Quilt étoilé en tissus japonais – Rayures et indigo
L’idée de ce quilt m’a été inspiré par un voyage en automne dans la région d’Aizu auquel il doit son esprit, ses tissus et ses couleurs
La région Aizu-Wakamatsu bruisse encore des épisodes tragiques qui, à la fin du XIXe siècle, entraînèrent la destruction de l’ancien fief des puissants Daimyô du clan Matsudaira
Cette grandeur évanouie imprègne encore l’atmosphère autour du château accompagnant le visiteur dans une mélancolique déambulation
A la visite lors d’un automne flamboyant se mêlait encore la réminiscence de l’histoire tragique de ses ultimes défenseurs se sacrifiant en pure perte mais avec une noblesse héroïque
Les tissus rayés donnent une impression nette d’alignement, droits et directs exempts de sinuosités, et en coupant les losanges pour que les rayures forment des angles aigus, j’ai accentué l’idée de rendre le caractère indomptable des guerriers d’Aizu
Sur mon quilt, les couleurs des automnes sans cesse renouvelés laissent pourtant dans l’ombre ces souvenirs d’honneur sublime et racontent la vie qui inlassablement continue…

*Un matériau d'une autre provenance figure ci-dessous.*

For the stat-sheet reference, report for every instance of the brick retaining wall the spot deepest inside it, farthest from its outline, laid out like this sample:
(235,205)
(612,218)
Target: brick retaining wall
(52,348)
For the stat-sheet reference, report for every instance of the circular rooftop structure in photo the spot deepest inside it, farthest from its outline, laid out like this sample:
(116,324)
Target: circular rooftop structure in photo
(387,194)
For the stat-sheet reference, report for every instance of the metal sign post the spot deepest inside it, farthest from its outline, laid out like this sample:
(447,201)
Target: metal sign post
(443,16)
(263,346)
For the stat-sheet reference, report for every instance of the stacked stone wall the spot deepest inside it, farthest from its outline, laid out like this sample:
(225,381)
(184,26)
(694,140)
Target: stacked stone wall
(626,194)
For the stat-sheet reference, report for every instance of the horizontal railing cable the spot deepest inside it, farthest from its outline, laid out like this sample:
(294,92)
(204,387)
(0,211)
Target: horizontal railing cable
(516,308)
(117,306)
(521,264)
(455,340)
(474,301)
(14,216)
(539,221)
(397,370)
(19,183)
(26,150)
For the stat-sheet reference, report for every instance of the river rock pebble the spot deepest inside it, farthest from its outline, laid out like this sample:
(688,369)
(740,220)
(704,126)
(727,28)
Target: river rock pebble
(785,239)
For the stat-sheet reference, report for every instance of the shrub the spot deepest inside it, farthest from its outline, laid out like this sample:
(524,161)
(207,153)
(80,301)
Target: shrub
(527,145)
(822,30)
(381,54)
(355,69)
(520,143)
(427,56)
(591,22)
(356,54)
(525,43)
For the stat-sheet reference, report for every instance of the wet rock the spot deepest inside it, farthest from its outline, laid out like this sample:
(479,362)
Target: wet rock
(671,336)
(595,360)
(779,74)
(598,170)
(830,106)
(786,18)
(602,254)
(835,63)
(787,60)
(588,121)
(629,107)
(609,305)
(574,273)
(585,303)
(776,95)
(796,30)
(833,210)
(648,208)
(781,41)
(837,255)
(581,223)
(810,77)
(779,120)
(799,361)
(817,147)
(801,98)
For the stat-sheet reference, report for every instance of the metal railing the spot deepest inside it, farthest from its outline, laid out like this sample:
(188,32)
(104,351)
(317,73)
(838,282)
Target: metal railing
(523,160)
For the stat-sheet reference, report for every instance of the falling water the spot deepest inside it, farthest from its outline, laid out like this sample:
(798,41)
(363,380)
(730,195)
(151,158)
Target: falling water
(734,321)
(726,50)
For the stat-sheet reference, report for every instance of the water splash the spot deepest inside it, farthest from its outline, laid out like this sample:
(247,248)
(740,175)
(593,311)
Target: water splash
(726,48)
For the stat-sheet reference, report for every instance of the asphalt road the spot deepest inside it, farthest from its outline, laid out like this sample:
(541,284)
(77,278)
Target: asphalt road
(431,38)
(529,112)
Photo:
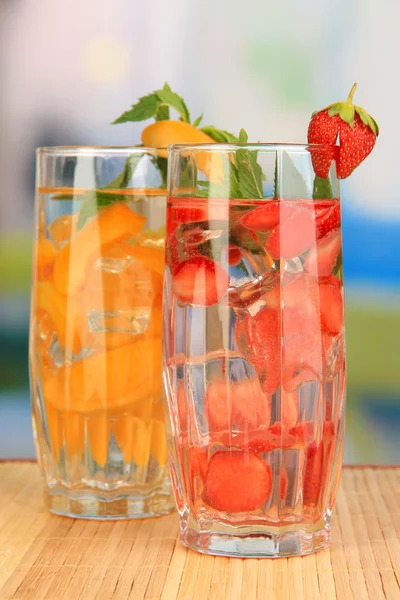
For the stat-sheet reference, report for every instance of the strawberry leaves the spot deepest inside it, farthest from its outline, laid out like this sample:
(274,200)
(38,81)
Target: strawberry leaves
(347,125)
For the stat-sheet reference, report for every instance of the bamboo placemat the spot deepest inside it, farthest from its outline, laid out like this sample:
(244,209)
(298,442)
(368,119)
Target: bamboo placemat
(48,557)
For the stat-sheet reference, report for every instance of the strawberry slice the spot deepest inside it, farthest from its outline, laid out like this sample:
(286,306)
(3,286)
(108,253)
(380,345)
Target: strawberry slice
(329,430)
(303,432)
(234,255)
(331,308)
(321,259)
(327,219)
(199,281)
(260,441)
(241,404)
(237,482)
(313,473)
(293,236)
(268,216)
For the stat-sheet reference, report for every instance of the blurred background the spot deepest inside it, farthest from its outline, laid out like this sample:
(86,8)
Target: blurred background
(68,68)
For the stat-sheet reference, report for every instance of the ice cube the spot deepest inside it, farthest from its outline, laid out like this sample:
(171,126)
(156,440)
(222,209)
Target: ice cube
(251,279)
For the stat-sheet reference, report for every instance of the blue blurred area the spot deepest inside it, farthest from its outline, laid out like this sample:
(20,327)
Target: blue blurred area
(371,248)
(264,67)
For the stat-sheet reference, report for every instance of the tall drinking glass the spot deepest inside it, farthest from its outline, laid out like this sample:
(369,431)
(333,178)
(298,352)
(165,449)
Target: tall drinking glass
(95,339)
(253,351)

…tout comme la région d’Aizu qui perpétue encore pour l’instant le tissage de ces étoffes rayées destinées à confectionner des kimonos
Au premier regard, les étoiles retiennent l’attention, laissant s’enfoncer les cubes en arrière plan, mais si l’œil détaille en premier les cubes bleus, la vision d’ensemble se trouve inversée
Les étoiles centrales aux couleurs d’automne se massent au centre du quilt rejetant dans l’ombre les étoiles bleues sur lesquelles pourtant elles prennent appui, le présent prenant en compte le passé
Les étoiles des blocs sont placées sur une pointe afin que les cubes de liaison placés en biais donnent l’impression de dégringoler du haut du côté gauche pour ensuite venir valser entre les étoiles dans différentes directions
Les tissus à rayures des étoiles ont été trouvés un peu partout dans la région d’Aizu sous forme de petits rouleaux de 50 cm sur 30 cm de large, quelquefois dans les magasins pour touristes mais aussi dans les kiosques de gares, dans le coin d’un supermarché, dans un magasin de vêtements… j’en ai même acheté dans une pâtisserie !

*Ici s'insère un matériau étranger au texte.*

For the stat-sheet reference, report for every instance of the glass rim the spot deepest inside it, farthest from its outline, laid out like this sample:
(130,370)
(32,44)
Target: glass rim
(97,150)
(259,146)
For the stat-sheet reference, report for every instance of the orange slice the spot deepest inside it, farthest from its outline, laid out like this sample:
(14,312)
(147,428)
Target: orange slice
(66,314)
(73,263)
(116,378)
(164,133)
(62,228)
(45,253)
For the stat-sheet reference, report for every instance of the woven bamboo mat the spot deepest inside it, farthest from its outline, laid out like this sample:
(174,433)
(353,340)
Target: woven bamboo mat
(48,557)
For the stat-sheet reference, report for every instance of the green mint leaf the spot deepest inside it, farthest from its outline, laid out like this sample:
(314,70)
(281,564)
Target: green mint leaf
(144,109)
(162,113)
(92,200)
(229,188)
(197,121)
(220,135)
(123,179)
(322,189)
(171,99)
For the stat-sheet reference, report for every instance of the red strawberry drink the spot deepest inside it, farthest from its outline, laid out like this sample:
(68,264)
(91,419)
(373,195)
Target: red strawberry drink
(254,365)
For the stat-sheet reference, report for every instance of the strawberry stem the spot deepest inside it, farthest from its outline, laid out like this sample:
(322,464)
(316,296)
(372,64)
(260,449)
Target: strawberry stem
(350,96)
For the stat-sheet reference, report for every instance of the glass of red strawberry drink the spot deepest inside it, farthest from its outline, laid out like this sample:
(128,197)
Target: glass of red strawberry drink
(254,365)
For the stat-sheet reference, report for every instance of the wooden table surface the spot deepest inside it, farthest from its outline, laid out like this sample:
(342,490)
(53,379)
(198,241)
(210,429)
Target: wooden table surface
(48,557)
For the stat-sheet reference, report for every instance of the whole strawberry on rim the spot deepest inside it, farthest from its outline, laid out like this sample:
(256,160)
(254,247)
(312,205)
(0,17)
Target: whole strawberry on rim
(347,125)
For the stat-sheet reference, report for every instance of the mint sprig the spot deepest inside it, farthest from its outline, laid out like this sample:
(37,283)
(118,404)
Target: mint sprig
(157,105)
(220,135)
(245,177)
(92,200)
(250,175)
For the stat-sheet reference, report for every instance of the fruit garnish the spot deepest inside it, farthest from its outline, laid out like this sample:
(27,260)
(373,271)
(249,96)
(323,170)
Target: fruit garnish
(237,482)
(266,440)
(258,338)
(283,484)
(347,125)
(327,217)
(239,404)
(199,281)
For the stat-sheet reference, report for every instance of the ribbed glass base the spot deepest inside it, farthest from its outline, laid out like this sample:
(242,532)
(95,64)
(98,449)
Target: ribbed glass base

A chaque fois la surprise de la découverte fut constante, un rouleau rayé bleu ici, trois autres couleurs là, des petits métrages assortis dans une pochette échouée chez un marchand de journaux, mon attention fut constamment en éveil lors des sorties !
Quelques manufactures artisanales dans la préfecture de Fukushima tissent encore ces textiles mais elles sont vouées à terme à disparaître
J’ai complété ma gamme d’Aizu momen, tissus rayés d’Aizu avec des Tate Bayashi momen, textiles tissés à rayures venant de la préfecture de Gunma qui, comme beaucoup de tissages traditionnels japonais, ont presque disparu de nos jours
Les tissages Awa Shijira ori apportent aussi à l’ouvrage des rouges bien francs et leur texture crêpée se marie bien avec les trames plus sèches des autres tissus
A ces tissus trouvés récemment, sont venus s’ajouter des tissus neufs mais âgés d’une bonne trentaine d’années et des textiles encore plus anciens recyclés avec toutefois les rayures comme dénominateur commun même si quelques écossais viennent rompre l’uniformité de l’ouvrage
De même, j’ai mêlé aux étoiles rayées majoritaires en coton, du chanvre, des soies, et des étamines de laine, le quilt étant destiné à rester une tenture murale
La différence de structure ou d’épaisseur entre les tissus neufs et ceux usés ont posé, quand même, quelques menus problèmes à l’assemblage !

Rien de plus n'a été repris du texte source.